From the acclaimed author of Brooklyn, Burning comes Guy in Real Life, an achingly real and profoundly moving love story about two Minnesota teens whose lives become intertwined through school, role-playing games, and a chance two-a.m. bike accident.
It is Labor Day weekend in Saint Paul, Minnesota, and boy and girl collide on a dark street at two thirty in the morning: Lesh, who wears black, listens to metal, and plays MMOs; Svetlana, who embroiders her skirts, listens to Björk and Berlioz, and dungeon masters her own RPG. They should pick themselves up, continue on their way, and never talk to each other again.
But they don't.
This is a story of two people who do not belong in each other's lives, who find each other at a time when they desperately need someone who doesn't belong in their lives. A story of those moments when we act like people we aren't in order to figure out who we are. A story of the roles we all play-at school, at home, with our friends, and without our friends-and the one person who might show us what lies underneath it all.

My Thoughts:

So I expected this to be something like Ready Player One. Excuse me, but I hadn't really paid much attention to the summary! I borrowed this from my library, added it into my TBR list because I wanted some alternative reality kind of book where the whole story takes place in a video game. Of course, this turned out to be a coming-of-age contemporary romance. One that really doesn't have any plot, any wonderful things about it except maybe a small portion of the actual story. It's weak, and definitely not for me. I would've been better off DNFing it instead. 


Guy in Real Life didn't have much to it. It's about four hundred pages, which seems long, but it was just lagging around. Brezenoff tried to focus on romance, but he couldn't quite catch it wonderfully and deliver it to readers memorably. Lesh and Svetlana are two characters whose qualities I can barely put together.
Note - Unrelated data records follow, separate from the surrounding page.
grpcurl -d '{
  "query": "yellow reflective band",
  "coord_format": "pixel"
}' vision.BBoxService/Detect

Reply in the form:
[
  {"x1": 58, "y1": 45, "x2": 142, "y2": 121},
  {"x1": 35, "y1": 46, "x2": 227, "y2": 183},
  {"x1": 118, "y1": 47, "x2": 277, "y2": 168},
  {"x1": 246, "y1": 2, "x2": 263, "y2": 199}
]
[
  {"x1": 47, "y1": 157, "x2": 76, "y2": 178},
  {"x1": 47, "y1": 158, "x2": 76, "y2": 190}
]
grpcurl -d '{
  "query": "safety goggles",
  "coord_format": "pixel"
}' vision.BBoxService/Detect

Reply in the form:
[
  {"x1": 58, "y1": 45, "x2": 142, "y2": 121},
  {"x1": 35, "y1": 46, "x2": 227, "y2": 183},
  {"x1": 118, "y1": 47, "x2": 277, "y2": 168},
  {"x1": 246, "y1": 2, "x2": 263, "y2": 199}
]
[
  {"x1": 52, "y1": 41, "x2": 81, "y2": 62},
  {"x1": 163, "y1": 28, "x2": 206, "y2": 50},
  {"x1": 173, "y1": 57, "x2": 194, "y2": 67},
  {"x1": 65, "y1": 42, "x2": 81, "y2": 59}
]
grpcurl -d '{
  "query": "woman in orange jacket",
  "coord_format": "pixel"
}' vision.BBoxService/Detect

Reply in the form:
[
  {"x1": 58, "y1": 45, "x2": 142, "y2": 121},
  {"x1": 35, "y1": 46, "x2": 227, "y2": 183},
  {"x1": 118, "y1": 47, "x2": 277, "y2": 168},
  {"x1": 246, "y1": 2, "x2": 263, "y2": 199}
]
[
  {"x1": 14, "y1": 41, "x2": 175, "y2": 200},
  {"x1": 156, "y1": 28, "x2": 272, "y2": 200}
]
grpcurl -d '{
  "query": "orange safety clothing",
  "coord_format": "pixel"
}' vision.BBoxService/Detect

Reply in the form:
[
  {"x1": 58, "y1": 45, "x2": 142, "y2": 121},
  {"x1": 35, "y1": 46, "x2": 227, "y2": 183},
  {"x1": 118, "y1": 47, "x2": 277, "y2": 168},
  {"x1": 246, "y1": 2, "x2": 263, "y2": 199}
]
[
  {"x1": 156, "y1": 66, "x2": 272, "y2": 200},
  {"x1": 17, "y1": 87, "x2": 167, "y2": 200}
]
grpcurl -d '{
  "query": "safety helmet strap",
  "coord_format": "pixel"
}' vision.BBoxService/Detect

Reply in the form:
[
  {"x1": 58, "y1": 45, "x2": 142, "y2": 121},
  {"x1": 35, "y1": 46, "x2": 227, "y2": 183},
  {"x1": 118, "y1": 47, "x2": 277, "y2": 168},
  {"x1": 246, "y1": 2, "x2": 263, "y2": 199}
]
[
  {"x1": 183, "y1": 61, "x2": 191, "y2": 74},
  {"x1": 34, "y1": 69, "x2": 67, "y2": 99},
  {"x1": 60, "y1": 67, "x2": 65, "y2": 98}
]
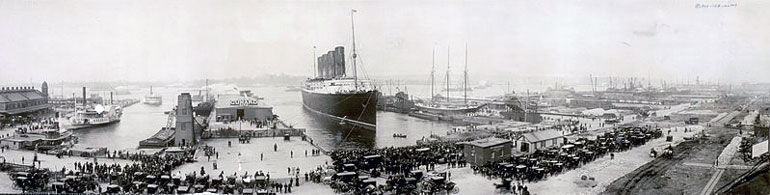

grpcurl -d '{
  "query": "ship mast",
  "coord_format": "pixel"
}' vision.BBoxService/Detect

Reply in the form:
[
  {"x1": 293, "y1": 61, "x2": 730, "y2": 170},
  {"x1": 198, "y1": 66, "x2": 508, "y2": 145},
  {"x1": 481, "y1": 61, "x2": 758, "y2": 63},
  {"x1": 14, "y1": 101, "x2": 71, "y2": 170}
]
[
  {"x1": 446, "y1": 46, "x2": 450, "y2": 101},
  {"x1": 350, "y1": 9, "x2": 358, "y2": 90},
  {"x1": 431, "y1": 48, "x2": 435, "y2": 103},
  {"x1": 464, "y1": 44, "x2": 468, "y2": 106}
]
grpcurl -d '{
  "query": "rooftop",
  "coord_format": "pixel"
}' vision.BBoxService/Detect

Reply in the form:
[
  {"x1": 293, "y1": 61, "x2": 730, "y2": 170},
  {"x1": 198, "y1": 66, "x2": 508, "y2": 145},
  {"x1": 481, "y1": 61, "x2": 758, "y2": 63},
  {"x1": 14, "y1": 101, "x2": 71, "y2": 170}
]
[
  {"x1": 521, "y1": 130, "x2": 564, "y2": 142},
  {"x1": 462, "y1": 137, "x2": 510, "y2": 148},
  {"x1": 0, "y1": 89, "x2": 47, "y2": 103},
  {"x1": 214, "y1": 94, "x2": 272, "y2": 109}
]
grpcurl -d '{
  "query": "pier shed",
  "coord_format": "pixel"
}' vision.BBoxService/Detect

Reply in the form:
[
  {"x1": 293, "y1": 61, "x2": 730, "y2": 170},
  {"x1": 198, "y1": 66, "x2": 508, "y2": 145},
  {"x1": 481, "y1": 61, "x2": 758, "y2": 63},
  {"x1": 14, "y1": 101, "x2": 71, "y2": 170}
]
[
  {"x1": 517, "y1": 130, "x2": 565, "y2": 154},
  {"x1": 214, "y1": 95, "x2": 274, "y2": 122},
  {"x1": 0, "y1": 83, "x2": 52, "y2": 118},
  {"x1": 460, "y1": 137, "x2": 512, "y2": 166}
]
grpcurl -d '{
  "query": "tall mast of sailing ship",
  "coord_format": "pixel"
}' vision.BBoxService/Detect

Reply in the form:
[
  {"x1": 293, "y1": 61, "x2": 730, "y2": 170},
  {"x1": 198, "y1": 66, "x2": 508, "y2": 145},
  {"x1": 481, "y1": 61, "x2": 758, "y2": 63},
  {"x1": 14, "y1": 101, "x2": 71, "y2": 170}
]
[
  {"x1": 446, "y1": 47, "x2": 450, "y2": 101},
  {"x1": 464, "y1": 44, "x2": 468, "y2": 106},
  {"x1": 350, "y1": 9, "x2": 358, "y2": 90},
  {"x1": 431, "y1": 48, "x2": 435, "y2": 103}
]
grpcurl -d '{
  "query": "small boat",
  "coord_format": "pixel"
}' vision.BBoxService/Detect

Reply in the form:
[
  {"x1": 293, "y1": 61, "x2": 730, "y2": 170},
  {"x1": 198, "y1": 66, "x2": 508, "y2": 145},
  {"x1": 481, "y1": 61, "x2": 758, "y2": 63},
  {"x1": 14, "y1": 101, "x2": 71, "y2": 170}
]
[{"x1": 393, "y1": 133, "x2": 407, "y2": 138}]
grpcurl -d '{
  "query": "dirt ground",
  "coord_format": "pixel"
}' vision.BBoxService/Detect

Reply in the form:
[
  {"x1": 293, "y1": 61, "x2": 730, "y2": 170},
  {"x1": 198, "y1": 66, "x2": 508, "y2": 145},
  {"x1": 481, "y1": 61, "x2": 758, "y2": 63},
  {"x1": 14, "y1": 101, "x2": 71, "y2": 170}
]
[
  {"x1": 601, "y1": 99, "x2": 757, "y2": 195},
  {"x1": 601, "y1": 127, "x2": 738, "y2": 195}
]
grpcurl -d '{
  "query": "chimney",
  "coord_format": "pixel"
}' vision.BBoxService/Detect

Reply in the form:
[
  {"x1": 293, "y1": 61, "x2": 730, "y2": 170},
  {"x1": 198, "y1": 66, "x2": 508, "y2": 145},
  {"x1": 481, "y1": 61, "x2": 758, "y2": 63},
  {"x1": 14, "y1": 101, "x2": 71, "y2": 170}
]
[
  {"x1": 110, "y1": 91, "x2": 114, "y2": 105},
  {"x1": 82, "y1": 87, "x2": 87, "y2": 106}
]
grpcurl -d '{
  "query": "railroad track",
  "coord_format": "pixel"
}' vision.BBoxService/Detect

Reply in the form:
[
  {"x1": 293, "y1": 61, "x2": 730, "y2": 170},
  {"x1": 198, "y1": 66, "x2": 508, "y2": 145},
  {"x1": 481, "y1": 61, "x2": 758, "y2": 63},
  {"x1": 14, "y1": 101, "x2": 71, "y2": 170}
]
[{"x1": 611, "y1": 141, "x2": 698, "y2": 195}]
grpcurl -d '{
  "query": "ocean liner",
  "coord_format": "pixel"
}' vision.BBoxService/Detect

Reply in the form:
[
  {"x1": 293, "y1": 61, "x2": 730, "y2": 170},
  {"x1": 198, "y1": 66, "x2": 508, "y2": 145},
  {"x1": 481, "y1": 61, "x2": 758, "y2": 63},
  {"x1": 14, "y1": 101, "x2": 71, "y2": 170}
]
[{"x1": 301, "y1": 10, "x2": 378, "y2": 130}]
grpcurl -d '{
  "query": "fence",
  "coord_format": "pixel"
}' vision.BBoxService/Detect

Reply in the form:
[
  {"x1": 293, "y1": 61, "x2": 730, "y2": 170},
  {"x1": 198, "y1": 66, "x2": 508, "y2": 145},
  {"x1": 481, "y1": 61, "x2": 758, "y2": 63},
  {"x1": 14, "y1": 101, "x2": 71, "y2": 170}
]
[{"x1": 204, "y1": 128, "x2": 306, "y2": 139}]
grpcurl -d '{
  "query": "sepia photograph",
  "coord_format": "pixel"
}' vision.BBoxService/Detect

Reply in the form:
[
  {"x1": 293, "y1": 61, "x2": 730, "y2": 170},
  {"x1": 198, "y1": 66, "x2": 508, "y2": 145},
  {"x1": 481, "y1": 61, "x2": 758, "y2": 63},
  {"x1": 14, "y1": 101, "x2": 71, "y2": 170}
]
[{"x1": 0, "y1": 0, "x2": 768, "y2": 194}]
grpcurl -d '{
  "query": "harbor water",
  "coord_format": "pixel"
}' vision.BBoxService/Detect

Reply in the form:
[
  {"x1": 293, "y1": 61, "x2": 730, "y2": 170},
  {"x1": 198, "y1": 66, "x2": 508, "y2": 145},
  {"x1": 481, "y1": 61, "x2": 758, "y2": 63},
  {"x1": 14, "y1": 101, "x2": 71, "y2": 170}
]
[{"x1": 58, "y1": 85, "x2": 457, "y2": 151}]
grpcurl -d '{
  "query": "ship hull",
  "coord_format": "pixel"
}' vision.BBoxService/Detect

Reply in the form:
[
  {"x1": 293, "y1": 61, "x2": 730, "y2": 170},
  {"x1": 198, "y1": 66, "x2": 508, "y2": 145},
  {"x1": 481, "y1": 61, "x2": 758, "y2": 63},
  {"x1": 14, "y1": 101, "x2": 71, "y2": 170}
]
[
  {"x1": 301, "y1": 90, "x2": 378, "y2": 130},
  {"x1": 144, "y1": 100, "x2": 162, "y2": 105},
  {"x1": 64, "y1": 118, "x2": 121, "y2": 130},
  {"x1": 415, "y1": 104, "x2": 483, "y2": 116}
]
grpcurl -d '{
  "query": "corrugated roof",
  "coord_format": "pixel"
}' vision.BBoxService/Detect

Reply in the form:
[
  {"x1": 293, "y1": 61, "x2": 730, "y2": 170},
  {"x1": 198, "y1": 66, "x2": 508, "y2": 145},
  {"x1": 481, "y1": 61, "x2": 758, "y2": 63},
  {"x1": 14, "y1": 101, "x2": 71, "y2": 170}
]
[
  {"x1": 522, "y1": 130, "x2": 564, "y2": 142},
  {"x1": 0, "y1": 90, "x2": 46, "y2": 103},
  {"x1": 23, "y1": 92, "x2": 43, "y2": 99},
  {"x1": 5, "y1": 93, "x2": 27, "y2": 101}
]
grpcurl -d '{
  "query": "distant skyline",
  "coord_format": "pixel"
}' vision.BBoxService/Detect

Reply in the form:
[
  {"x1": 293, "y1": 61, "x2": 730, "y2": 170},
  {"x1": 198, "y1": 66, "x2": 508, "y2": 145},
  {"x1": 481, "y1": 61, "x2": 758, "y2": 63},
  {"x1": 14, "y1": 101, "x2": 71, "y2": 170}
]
[{"x1": 1, "y1": 0, "x2": 768, "y2": 84}]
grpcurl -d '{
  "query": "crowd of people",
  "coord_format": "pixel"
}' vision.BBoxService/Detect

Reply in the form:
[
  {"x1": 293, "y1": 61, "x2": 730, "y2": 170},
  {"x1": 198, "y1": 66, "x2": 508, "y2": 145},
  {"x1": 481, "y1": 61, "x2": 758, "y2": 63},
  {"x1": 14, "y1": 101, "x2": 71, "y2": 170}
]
[
  {"x1": 1, "y1": 117, "x2": 58, "y2": 134},
  {"x1": 6, "y1": 147, "x2": 195, "y2": 193},
  {"x1": 325, "y1": 141, "x2": 466, "y2": 194}
]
Although as I'm writing this review, I've only read two books after this one, I can weakly put their personalities and qualities together. I just remember them as bland.

This story is just a lucky romance, if that's what you're able to call it. The couple "luckily" finds each other on Labour Day, in a definite hipster way. They like playing video games, which is probably where the title and cover came from. *frowns* They're complete opposites, in a way, just like a "nerd and jock" would be. And that's it.


That's it? you may be asking. Yeah. The story just lags around, gets worse and worse, but I stood there on a field, waiting for it to be better because contemporary romance is my ultimate favourite genre. I just can't remember the last con-rom that I've read with a super low rating like this one. It's been months. Maybe half a year? I'm not even sure. If I gave a book like this two stars, you should be frightened. I'm just not interested into what the author has to offer with this set of characters, characters who are supposed to be remembered by enthusiastic readers as a pair who are able to battle anything, as long as they're together. Cheesy might be it, but that's what I was originally looking for in a couple like them.

This turned out to be boring. The beginning was nice, catchy like a favourite song, but at some mid-middle point, it's like we hit a dead end. I just felt the book's plot and characters crashing, falling off a hill, not even getting to some kind of climax. It was slow-paced, and not for me. I guess it turned out to be too hipster and trying hard, in a way. 






I'm the type of person to totally judge books by their covers, and I expected this to be different, better. There's not much hype surrounded by it, either, but I recommend it if you're the biggest fan of coming-of-age stories, because this one is the perfect example of it. I'm not really, so that can stand to why I didn't really care about the progression of the characters and how things turned out to be. Stay away if you're looking for brilliant writing, that's for sure.

What do you look for in a good coming-of-age story?